Sync parquet to other file formats #592

sudhar91 · 2024-12-07T07:38:35Z

Issue : #553

What is the purpose of the pull request

This PR is for changes made to sync parquet to delta ,hudi & Iceberg

Brief change log

Changes to sync from parquet to delta ,hudi & iceberg
Handle incremental sync

Co Authored by : @sundarshankar89

Signed-off-by: sudharshanr <sudhar91.it@gmail.com>

the-other-tim-brown · 2024-12-08T20:09:32Z

xtable-api/src/main/java/org/apache/xtable/model/storage/TableFormat.java

@@ -27,8 +27,9 @@ public class TableFormat {
  public static final String HUDI = "HUDI";
  public static final String ICEBERG = "ICEBERG";
  public static final String DELTA = "DELTA";
+  public static final String PARQUET="PARQUET";


Please run mvn spotless:apply to clean up some of the formatting issues in the draft

the-other-tim-brown · 2024-12-08T20:09:55Z

xtable-core/src/main/java/org/apache/xtable/parquet/FileSystemHelper.java

+package org.apache.xtable.parquet;
+
+import java.io.IOException;
+import java.util.*;


nitpick: we're avoiding the use of * imports in this repo

the-other-tim-brown · 2024-12-08T20:14:28Z

xtable-core/src/main/java/org/apache/xtable/parquet/ParquetConversionSource.java

+    Optional<LocatedFileStatus> latestFile =
+        fsHelper
+            .getParquetFiles(hadoopConf, basePath)
+            .max(Comparator.comparing(FileStatus::getModificationTime));


Is there a way to push down this filter so we don't need to iterate through all files under the base path? Maybe we can even limit the file listing to return files created after the modificationTime?

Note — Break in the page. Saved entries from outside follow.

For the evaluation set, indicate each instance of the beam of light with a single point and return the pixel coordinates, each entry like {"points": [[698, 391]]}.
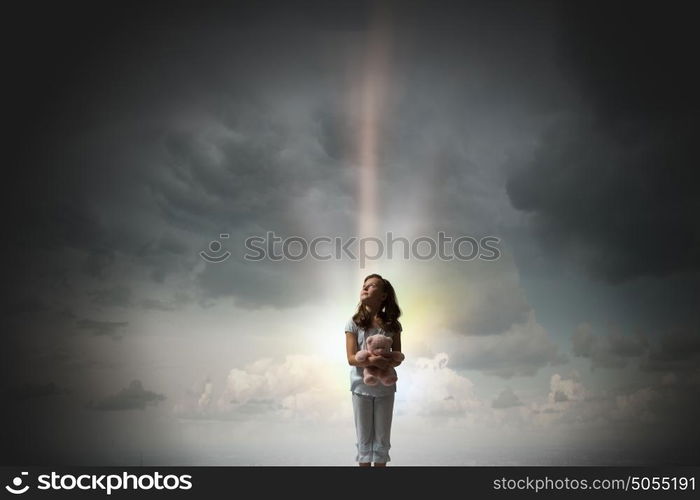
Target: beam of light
{"points": [[373, 94]]}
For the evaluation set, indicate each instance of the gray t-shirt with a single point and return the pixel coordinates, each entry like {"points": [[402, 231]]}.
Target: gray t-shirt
{"points": [[356, 373]]}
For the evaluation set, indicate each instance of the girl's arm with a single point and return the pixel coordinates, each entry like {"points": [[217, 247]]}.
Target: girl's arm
{"points": [[396, 347], [351, 349]]}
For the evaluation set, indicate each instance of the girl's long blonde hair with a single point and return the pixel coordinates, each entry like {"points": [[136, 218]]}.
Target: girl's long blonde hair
{"points": [[389, 311]]}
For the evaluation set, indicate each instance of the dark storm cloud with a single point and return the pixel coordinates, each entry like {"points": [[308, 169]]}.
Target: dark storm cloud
{"points": [[96, 327], [115, 175], [29, 391], [117, 296], [612, 183], [671, 349], [506, 399], [134, 397], [612, 350], [677, 350]]}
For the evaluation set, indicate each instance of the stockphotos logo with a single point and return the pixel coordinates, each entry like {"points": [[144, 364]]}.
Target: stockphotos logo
{"points": [[106, 483], [17, 488]]}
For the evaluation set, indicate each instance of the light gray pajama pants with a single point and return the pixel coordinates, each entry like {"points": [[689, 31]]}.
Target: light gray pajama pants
{"points": [[373, 427]]}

i dont think we can push down with the api , even to filter files greater than modification we have to first list and then filter out, do u have any other idea on your mind for this?

No, just wanted to see if it was possible to help with large tables

the-other-tim-brown · 2024-12-08T20:16:04Z

xtable-core/src/main/java/org/apache/xtable/parquet/ParquetConversionSource.java

+    SchemaBuilder.FieldAssembler<Schema> fieldAssembler =
+        SchemaBuilder.record(internalSchema.getName()).fields();
+    for (Schema.Field field : internalSchema.getFields()) {
+      fieldAssembler = fieldAssembler.name(field.name()).type(field.schema()).noDefault();


Can the internal schema have defaults? Can it also have docs on fields? those would be dropped with this code

the-other-tim-brown · 2024-12-08T20:16:24Z

xtable-core/src/main/java/org/apache/xtable/parquet/ParquetConversionSource.java

+  @Builder.Default private static final FileSystemHelper fsHelper = FileSystemHelper.getInstance();
+
+  @Builder.Default
+  private static final ParquetMetadataExtractor parquetMetadataExtractor =


Is there an implementation for this class missing?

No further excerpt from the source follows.